🤖 AI Summary
This work addresses the prevalent issue in tool-augmented large language models (LLMs) of unnecessarily frequent external tool invocations even when tools are not required, reflecting a lack of precise control over tool-calling behavior. The authors propose a novel method that extracts activation steering vectors anchored at specific header positions in the input context.

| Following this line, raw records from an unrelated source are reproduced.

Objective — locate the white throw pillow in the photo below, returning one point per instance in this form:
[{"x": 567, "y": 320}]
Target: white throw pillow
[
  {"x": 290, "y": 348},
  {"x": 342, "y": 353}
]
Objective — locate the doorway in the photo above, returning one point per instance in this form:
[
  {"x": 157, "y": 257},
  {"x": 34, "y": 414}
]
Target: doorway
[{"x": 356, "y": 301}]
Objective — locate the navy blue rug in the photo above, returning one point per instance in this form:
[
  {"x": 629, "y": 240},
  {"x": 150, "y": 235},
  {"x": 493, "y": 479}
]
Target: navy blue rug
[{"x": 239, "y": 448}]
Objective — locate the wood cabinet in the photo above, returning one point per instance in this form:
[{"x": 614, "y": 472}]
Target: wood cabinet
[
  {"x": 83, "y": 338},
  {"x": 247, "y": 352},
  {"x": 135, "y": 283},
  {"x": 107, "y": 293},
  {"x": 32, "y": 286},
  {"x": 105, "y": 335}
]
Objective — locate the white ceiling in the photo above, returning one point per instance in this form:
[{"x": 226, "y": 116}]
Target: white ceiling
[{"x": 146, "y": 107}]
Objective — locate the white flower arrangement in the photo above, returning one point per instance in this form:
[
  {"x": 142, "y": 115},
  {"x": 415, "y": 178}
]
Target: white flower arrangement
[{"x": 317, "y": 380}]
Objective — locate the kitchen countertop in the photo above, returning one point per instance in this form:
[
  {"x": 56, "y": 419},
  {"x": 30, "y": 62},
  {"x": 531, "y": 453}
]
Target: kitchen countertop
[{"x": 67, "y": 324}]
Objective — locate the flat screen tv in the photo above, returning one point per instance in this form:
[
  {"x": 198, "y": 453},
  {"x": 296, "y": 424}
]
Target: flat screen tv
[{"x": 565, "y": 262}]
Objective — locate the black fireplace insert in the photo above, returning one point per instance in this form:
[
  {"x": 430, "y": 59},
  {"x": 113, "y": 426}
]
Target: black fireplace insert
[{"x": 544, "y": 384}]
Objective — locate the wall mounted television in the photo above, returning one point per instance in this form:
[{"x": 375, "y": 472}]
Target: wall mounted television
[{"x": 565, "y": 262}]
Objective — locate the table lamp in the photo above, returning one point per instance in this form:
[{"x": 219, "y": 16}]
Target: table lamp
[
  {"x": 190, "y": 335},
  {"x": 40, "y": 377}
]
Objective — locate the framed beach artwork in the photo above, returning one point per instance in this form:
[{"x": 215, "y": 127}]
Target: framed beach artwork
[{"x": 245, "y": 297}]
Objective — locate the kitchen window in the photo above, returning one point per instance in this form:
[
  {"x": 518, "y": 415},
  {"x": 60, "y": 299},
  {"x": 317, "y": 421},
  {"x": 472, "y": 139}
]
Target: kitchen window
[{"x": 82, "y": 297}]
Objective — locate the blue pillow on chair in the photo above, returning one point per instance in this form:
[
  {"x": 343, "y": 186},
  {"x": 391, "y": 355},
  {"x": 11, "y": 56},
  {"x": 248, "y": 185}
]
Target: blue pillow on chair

This approach reveals, for the first time, that although tool usage lacks explicit parametric encoding, it can be bidirectionally and causally modulated through activation vectors at context-dependent locations. Through activation steering, geometric representation analysis, and extensive cross-model and cross-domain experiments, the method significantly suppresses redundant tool calls across five open-source LLMs and three task domains. The findings demonstrate that internal representations governing tool use exhibit nonlinear, multimodal, and tool-type-specific characteristics, enabling precise and effective regulation of tool-invocation behavior.
📝 Abstract
Tool-augmented large language models extend their capabilities beyond parametric knowledge through external tools, but tend to invoke them unnecessarily. We investigate whether tool-use decisions have any stable internal representation that can be extracted and manipulated, a question that is non-trivial given that tools exist entirely in context at inference time and have no direct encoding in model weights. We show that steering vectors extracted from heading-anchors positions exert bidirectional causal control over tool-invocation behavior across five open-source models and three domains, suppressing unnecessary tool use most effectively in domains where parametric reasoning suffices. However, geometric analysis reveals that this causal effectiveness does not correspond to clean linear structure: tool-invocation steps exhibit diffuse, bimodal alignment with the suppression vector rather than the consistent negative alignment a linear encoding account would predict, and different tool types recruit largely distinct internal signatures with low cross-tool feature overlap. We hypothesize these geometric properties are indicative of the non-parametric nature of tools, and distinguish tool-use steering vectors from those extracted for parametrically grounded concepts. The relationship between this geometric irregularity and the observed causal effectiveness remains an open question.